Die Hutträger meiner Mütze Morgen zusammen, heute rufe ich Sie zurück - wie Sie sehen können, mit einem speziellen Bild . Zu Beginn meiner Trainingszeit, als ich zum ersten Mal den Ausdruck "Hut tragen" vernahm, hatte ich nur noch Fragenzeichen im Hinterkopf. So kann ich gut verstehen, wie du dich jetzt fühlst, wenn du das obige Bild siehst.

Zu nahezu jedem Topic oder Artikel in unserer Branche, z.B. für Kontokorrentkonten, Karten oder unser Gesundheitssystem, gibt es immer eine Kontaktperson, die die Hauptansprechperson ist - mit anderen Worten: wer trägt seinen Mütze. Dies bedeutet, dass Verbände oder Angestellte eines Unternehmens, die mehr als 100 Personen oder Angestellte haben, an diesem Projekt teilzunehmen haben.
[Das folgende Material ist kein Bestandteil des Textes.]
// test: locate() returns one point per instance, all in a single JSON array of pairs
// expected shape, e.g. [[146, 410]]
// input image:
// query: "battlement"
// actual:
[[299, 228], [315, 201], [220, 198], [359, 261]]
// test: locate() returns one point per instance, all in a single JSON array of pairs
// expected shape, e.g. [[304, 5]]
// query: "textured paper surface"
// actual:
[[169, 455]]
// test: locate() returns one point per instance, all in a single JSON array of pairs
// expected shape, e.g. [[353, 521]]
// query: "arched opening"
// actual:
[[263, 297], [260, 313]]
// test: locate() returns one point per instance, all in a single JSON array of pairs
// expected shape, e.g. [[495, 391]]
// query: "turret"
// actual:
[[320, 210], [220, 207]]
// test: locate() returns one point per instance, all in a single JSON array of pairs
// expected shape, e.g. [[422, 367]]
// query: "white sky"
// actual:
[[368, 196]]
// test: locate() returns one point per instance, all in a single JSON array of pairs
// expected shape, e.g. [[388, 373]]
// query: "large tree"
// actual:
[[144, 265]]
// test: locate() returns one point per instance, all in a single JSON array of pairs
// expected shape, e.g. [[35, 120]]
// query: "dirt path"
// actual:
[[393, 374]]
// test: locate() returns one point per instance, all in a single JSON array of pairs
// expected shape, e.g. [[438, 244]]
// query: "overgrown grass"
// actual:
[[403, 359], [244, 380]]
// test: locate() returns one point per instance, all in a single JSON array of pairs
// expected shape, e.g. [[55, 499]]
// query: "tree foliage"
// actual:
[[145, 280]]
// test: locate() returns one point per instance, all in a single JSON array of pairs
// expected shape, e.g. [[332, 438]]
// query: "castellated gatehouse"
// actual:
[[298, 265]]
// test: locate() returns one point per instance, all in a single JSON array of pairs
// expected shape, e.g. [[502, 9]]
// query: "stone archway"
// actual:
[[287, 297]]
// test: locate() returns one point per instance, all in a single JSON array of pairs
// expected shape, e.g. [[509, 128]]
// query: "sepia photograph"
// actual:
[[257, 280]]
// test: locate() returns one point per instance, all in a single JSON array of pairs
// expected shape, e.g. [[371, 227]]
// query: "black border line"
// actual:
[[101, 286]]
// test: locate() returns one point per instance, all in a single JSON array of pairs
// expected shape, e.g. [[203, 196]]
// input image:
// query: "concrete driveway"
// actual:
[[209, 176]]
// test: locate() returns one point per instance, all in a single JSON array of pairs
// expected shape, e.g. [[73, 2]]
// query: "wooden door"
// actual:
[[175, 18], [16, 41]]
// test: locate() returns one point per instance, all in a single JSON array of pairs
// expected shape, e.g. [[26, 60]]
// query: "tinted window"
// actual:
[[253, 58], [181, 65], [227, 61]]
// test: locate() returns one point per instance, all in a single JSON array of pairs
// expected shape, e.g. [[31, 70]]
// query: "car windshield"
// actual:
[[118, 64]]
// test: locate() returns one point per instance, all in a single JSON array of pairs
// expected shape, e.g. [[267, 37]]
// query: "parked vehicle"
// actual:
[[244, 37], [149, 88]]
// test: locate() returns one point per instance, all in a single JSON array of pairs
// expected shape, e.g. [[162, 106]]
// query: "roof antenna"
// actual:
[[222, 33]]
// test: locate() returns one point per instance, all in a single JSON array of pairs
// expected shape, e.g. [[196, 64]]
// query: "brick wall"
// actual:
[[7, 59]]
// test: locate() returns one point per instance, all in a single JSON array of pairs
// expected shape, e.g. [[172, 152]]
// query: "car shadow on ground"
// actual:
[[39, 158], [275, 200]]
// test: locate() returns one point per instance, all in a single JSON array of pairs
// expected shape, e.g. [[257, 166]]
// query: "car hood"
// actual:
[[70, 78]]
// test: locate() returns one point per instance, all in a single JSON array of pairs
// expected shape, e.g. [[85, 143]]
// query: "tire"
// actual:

Für unsere Artikel bekommen die Mitarbeitenden oder Angehörigen dann besondere Mengen. Als " Hutträgerin " für das Rahmenprogramm ist es meine Pflicht, jeden Morgen zu überprüfen, welche Kundinnen und -kundinnen tagsüber termingerecht in unsere Niederlassung kommen und welche Kundinnen und Kundinnen von unserem Rahmenprogramm profitiert werden könnten. Anschließend gibt ich meinen Kolleginnen und Kollegen Feedback dazu, damit der Auftraggeber in einem weiteren Treffen auf seine Vorzüge aufmerksam gemacht wird.

An dieser Stelle geht es um die aktuellsten branchenspezifischen Fragen, aber auch um die individuellen Hutträger. Danach erstelle ich den Ist-Zustand entweder auf einem Flychart oder auf einer Folienseite und diskutiere die Innovationen mit meinen Mitstreitern. Ich überlasse in meiner Abwesendheit meinen Helm einem Mitarbeiter, damit das Programm nicht einschlaft, wenn ich nicht da bin.

Meine Investitionsphase

Für Auszubildende gliedert sich die so genannte Investitionsphase in zwei Stufen - einen theoretischen und einen praktischen Teil - und ich befinde mich derzeit in der ersten Stufe: Am Anfang habe ich einen Konzeptentwurf erarbeitet, in dem ich meine Vorstellungen und Zielsetzungen für die Investitionsphase festgehalten habe. Zunächst war es mir ein Anliegen, viele Unterhaltungen zu hören, den Anlageberater so weit wie möglich zu begleiten und mein Vorwissen über das Anlagegeschäft zu vertiefen und zu erweitern.

Es handelt sich um ein wirklich weit gefasstes Gebiet - wussten Sie zum Beispiel, dass es in Deutschland etwa 6000 unterschiedliche Mittel gibt? Was wir den Klienten bei der Suche nach dem richtigen Leistungsangebot für sich selbst bieten, erfahre ich, indem ich dem Anlageberater in Kundenterminen "die Hände anschaue". Bei den ersten Gesprächen, an denen ich teilnehmen durfte, konnte ich mir einen Überblick darüber machen, wie der Tag im Asset Management verläuft und wie die Gesprächsthemen mit den Klienten aussehen.

Zusätzlich zur Vorbereitung des Kunden und der Vereinbarung von Kundengesprächen hatte ich auch kleine Aufgaben mit dem Finanzberater auf meiner Agenda. Dank seiner langjährigen Berufserfahrung kann er sich leicht in unterschiedliche Funktionen einbringen und ist somit ein optimaler Sparringpartner.